Rosa’s mouth twisted. “You mean he was too cowardly to go public. Because it would have cost him his shipping empire. Because he’d have been put in prison, never to come out again. Do you really think he wanted you to tell us that?”
“Yes, I do,” replied Danai, with spirit. “We discussed it at length before you came on board. He is offering to be absolutely straightforward with you.”
“In exchange for what?” Alessandro snapped. “What does he expect us to do?”

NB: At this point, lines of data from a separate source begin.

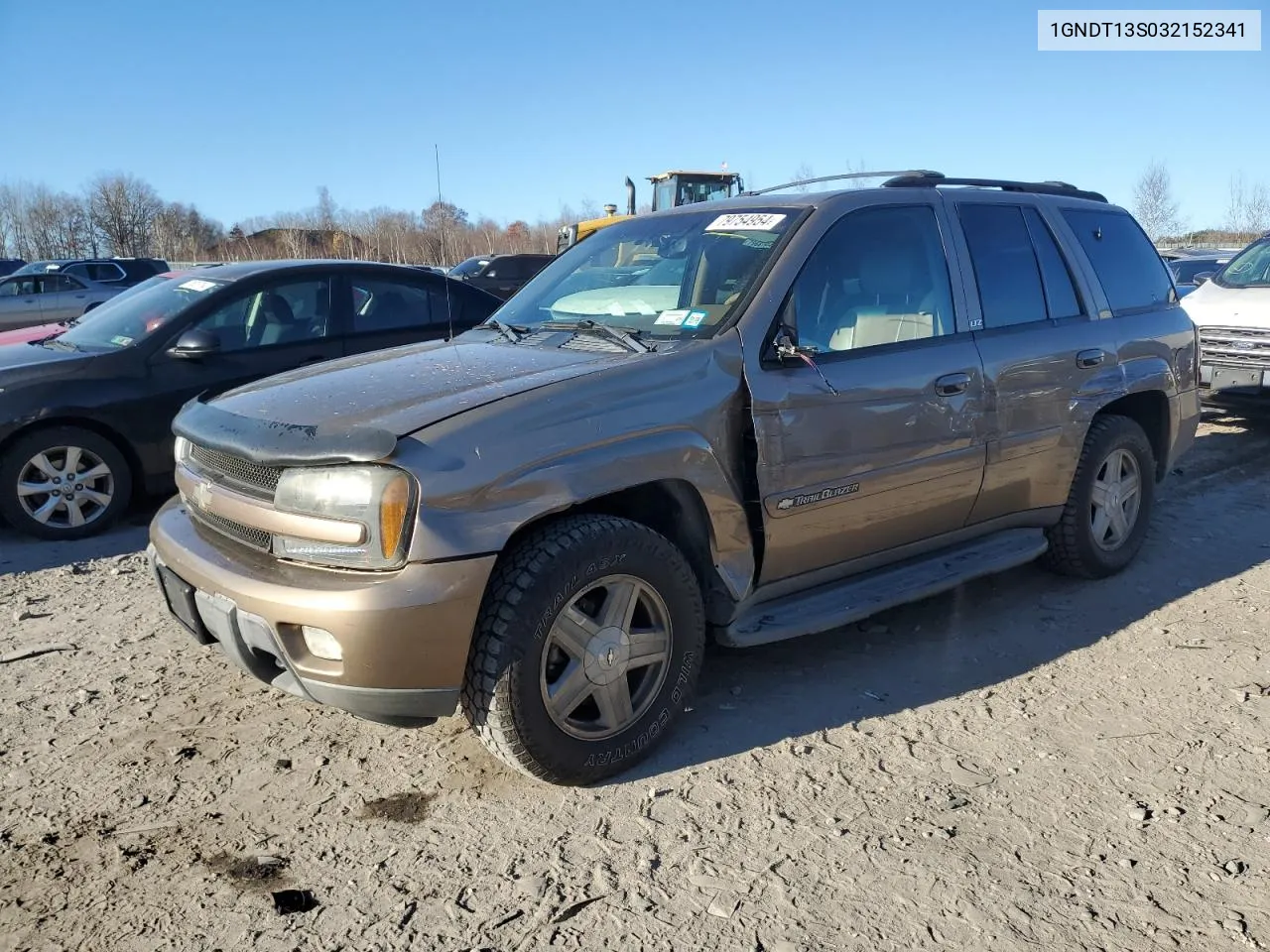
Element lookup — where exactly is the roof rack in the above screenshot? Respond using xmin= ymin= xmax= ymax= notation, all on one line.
xmin=740 ymin=169 xmax=944 ymax=195
xmin=881 ymin=172 xmax=1107 ymax=203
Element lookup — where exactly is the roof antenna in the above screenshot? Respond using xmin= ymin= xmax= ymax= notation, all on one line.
xmin=432 ymin=142 xmax=454 ymax=340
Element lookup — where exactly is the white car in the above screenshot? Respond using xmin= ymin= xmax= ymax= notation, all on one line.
xmin=1181 ymin=232 xmax=1270 ymax=395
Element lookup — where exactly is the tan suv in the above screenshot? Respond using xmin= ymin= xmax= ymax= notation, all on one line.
xmin=150 ymin=173 xmax=1199 ymax=783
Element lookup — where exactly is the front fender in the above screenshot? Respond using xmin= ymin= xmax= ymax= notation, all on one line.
xmin=395 ymin=337 xmax=756 ymax=597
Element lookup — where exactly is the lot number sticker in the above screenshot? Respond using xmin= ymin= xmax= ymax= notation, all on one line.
xmin=706 ymin=212 xmax=785 ymax=231
xmin=653 ymin=311 xmax=689 ymax=326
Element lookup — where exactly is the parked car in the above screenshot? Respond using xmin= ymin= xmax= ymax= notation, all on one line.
xmin=149 ymin=173 xmax=1199 ymax=783
xmin=14 ymin=258 xmax=169 ymax=287
xmin=449 ymin=255 xmax=555 ymax=299
xmin=1169 ymin=254 xmax=1230 ymax=298
xmin=0 ymin=262 xmax=499 ymax=539
xmin=0 ymin=272 xmax=185 ymax=348
xmin=1185 ymin=232 xmax=1270 ymax=400
xmin=0 ymin=272 xmax=126 ymax=331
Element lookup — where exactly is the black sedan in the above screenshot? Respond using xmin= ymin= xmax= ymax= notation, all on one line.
xmin=0 ymin=262 xmax=502 ymax=539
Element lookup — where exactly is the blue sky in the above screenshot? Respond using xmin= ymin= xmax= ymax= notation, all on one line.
xmin=0 ymin=0 xmax=1270 ymax=226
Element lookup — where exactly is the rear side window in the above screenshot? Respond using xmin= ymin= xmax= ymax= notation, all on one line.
xmin=1063 ymin=208 xmax=1174 ymax=316
xmin=1024 ymin=208 xmax=1083 ymax=318
xmin=480 ymin=258 xmax=520 ymax=281
xmin=353 ymin=278 xmax=444 ymax=334
xmin=957 ymin=203 xmax=1049 ymax=330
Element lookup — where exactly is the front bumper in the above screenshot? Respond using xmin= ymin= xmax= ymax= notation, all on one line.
xmin=147 ymin=498 xmax=495 ymax=726
xmin=1199 ymin=363 xmax=1270 ymax=396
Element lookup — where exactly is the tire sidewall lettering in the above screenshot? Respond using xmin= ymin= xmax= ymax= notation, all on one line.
xmin=583 ymin=652 xmax=696 ymax=767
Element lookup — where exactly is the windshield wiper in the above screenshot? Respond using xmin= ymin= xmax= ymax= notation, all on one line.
xmin=31 ymin=334 xmax=78 ymax=350
xmin=543 ymin=317 xmax=654 ymax=354
xmin=477 ymin=317 xmax=528 ymax=344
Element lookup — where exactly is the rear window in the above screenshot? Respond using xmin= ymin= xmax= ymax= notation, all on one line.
xmin=1063 ymin=208 xmax=1174 ymax=316
xmin=449 ymin=258 xmax=491 ymax=278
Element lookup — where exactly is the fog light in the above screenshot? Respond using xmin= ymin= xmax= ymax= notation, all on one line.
xmin=300 ymin=625 xmax=344 ymax=661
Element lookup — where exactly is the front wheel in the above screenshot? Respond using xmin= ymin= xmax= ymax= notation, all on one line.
xmin=0 ymin=426 xmax=132 ymax=539
xmin=1045 ymin=416 xmax=1156 ymax=579
xmin=462 ymin=516 xmax=704 ymax=784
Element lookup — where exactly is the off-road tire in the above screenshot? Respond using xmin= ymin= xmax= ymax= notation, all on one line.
xmin=0 ymin=426 xmax=132 ymax=540
xmin=461 ymin=516 xmax=704 ymax=785
xmin=1042 ymin=414 xmax=1156 ymax=579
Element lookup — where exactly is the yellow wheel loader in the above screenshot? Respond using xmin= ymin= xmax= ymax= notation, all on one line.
xmin=557 ymin=171 xmax=744 ymax=254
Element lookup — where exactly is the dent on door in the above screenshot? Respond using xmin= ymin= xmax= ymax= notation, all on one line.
xmin=753 ymin=339 xmax=985 ymax=581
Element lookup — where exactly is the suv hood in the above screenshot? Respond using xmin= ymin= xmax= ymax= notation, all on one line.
xmin=0 ymin=334 xmax=99 ymax=387
xmin=173 ymin=334 xmax=635 ymax=464
xmin=1181 ymin=281 xmax=1270 ymax=330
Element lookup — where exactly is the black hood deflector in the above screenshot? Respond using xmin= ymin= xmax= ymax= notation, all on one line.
xmin=172 ymin=396 xmax=398 ymax=466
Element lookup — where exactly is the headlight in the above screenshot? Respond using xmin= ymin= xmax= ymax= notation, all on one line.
xmin=273 ymin=466 xmax=416 ymax=568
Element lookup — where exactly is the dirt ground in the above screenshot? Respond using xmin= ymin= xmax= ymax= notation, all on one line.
xmin=0 ymin=416 xmax=1270 ymax=952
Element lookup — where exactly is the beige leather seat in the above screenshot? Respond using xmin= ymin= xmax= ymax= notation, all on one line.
xmin=829 ymin=249 xmax=935 ymax=350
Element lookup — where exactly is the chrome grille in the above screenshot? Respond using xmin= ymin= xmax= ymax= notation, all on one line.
xmin=188 ymin=505 xmax=273 ymax=552
xmin=190 ymin=443 xmax=282 ymax=499
xmin=1199 ymin=327 xmax=1270 ymax=371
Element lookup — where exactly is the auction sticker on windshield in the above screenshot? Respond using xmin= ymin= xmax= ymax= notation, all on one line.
xmin=706 ymin=212 xmax=785 ymax=231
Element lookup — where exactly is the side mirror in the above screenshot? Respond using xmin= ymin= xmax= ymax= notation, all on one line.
xmin=168 ymin=329 xmax=221 ymax=361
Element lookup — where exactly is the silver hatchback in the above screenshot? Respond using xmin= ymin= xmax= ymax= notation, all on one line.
xmin=0 ymin=273 xmax=127 ymax=331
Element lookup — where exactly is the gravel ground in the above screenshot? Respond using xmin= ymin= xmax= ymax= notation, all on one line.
xmin=0 ymin=406 xmax=1270 ymax=952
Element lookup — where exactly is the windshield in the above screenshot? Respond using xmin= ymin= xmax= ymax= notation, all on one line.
xmin=1212 ymin=239 xmax=1270 ymax=289
xmin=449 ymin=258 xmax=490 ymax=278
xmin=1169 ymin=258 xmax=1221 ymax=285
xmin=487 ymin=208 xmax=798 ymax=337
xmin=59 ymin=274 xmax=228 ymax=350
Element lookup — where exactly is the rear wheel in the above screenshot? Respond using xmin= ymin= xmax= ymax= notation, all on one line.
xmin=462 ymin=516 xmax=704 ymax=784
xmin=1045 ymin=416 xmax=1156 ymax=579
xmin=0 ymin=426 xmax=132 ymax=539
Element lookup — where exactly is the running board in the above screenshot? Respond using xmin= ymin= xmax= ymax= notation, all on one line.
xmin=716 ymin=530 xmax=1049 ymax=648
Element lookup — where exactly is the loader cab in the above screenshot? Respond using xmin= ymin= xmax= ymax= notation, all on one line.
xmin=649 ymin=172 xmax=744 ymax=212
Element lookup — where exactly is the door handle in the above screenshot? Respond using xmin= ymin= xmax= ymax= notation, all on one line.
xmin=1076 ymin=348 xmax=1106 ymax=367
xmin=935 ymin=373 xmax=970 ymax=396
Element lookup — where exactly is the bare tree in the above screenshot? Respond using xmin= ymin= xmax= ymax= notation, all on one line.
xmin=794 ymin=163 xmax=816 ymax=191
xmin=1225 ymin=172 xmax=1270 ymax=239
xmin=844 ymin=159 xmax=877 ymax=189
xmin=87 ymin=173 xmax=163 ymax=255
xmin=1133 ymin=162 xmax=1184 ymax=241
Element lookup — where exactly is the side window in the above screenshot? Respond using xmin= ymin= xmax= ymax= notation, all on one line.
xmin=195 ymin=278 xmax=330 ymax=353
xmin=353 ymin=278 xmax=432 ymax=334
xmin=786 ymin=205 xmax=956 ymax=353
xmin=1063 ymin=208 xmax=1174 ymax=316
xmin=40 ymin=274 xmax=83 ymax=295
xmin=87 ymin=262 xmax=127 ymax=281
xmin=957 ymin=203 xmax=1049 ymax=330
xmin=1024 ymin=208 xmax=1084 ymax=320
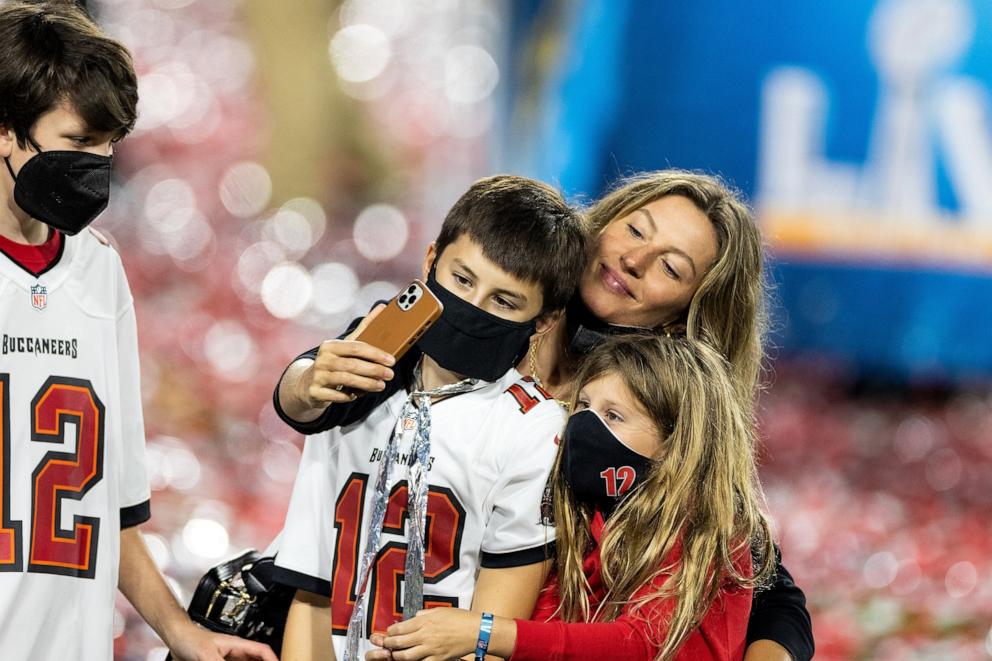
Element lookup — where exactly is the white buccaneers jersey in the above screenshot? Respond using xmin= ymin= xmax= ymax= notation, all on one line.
xmin=276 ymin=370 xmax=565 ymax=659
xmin=0 ymin=231 xmax=149 ymax=661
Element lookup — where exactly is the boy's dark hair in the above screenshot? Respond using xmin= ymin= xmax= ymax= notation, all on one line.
xmin=435 ymin=174 xmax=586 ymax=313
xmin=0 ymin=0 xmax=138 ymax=149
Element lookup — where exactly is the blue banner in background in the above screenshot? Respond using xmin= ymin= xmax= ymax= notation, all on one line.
xmin=503 ymin=0 xmax=992 ymax=378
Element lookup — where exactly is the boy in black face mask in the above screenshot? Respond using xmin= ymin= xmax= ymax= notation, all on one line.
xmin=275 ymin=176 xmax=585 ymax=659
xmin=0 ymin=0 xmax=275 ymax=661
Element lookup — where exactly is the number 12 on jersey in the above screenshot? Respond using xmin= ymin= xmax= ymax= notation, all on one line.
xmin=331 ymin=473 xmax=465 ymax=636
xmin=0 ymin=374 xmax=104 ymax=578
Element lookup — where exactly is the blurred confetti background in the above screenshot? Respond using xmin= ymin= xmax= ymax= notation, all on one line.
xmin=66 ymin=0 xmax=992 ymax=660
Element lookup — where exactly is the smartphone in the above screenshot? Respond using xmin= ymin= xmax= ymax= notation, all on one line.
xmin=355 ymin=280 xmax=443 ymax=360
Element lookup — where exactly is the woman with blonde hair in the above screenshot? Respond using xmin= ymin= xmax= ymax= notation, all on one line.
xmin=367 ymin=337 xmax=774 ymax=661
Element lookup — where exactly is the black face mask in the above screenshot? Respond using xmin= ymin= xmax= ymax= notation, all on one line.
xmin=417 ymin=262 xmax=537 ymax=381
xmin=565 ymin=292 xmax=658 ymax=356
xmin=4 ymin=138 xmax=113 ymax=236
xmin=561 ymin=410 xmax=654 ymax=518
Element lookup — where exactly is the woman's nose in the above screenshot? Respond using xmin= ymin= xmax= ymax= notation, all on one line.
xmin=620 ymin=248 xmax=650 ymax=278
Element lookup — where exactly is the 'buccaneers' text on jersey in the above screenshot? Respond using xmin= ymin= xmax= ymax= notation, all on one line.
xmin=276 ymin=370 xmax=565 ymax=659
xmin=0 ymin=231 xmax=150 ymax=661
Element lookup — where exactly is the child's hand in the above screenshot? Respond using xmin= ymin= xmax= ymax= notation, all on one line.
xmin=299 ymin=305 xmax=396 ymax=409
xmin=365 ymin=608 xmax=482 ymax=661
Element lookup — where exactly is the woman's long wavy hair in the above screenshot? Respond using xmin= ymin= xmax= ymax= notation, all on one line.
xmin=586 ymin=170 xmax=768 ymax=409
xmin=550 ymin=336 xmax=775 ymax=660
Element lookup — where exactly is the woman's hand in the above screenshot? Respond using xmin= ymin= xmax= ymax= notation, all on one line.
xmin=365 ymin=608 xmax=482 ymax=661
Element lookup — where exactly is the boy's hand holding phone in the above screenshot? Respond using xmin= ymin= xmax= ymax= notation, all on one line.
xmin=299 ymin=304 xmax=396 ymax=409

“Listen to the rest of the story first.” Danai took a deep breath, cut Rosa’s objection short with a gesture, and went on. “What my father didn’t guess was that for some time Sigismondis had no longer been dependent on his money. Meanwhile, he and his assistants had set up a flourishing business. The serum they gained from hybrid blood was a blessing for Arcadians. For the first time, there was a way to hold a metamorphosis back. And during the quarrels of the dynasties with one another, during the great Mafia wars of the seventies and eighties, the serum was a weapon of incalculable value for the clans. So TABULA began selling the stuff, through middlemen, to the dynasties, who were ready to pay a fortune for it. It all became a vicious circle: TABULA abducts Arcadians, breeds hybrids, manufactures the serum from their blood, and sells it back to the Arcadians—even those whose own family members have been abducted.”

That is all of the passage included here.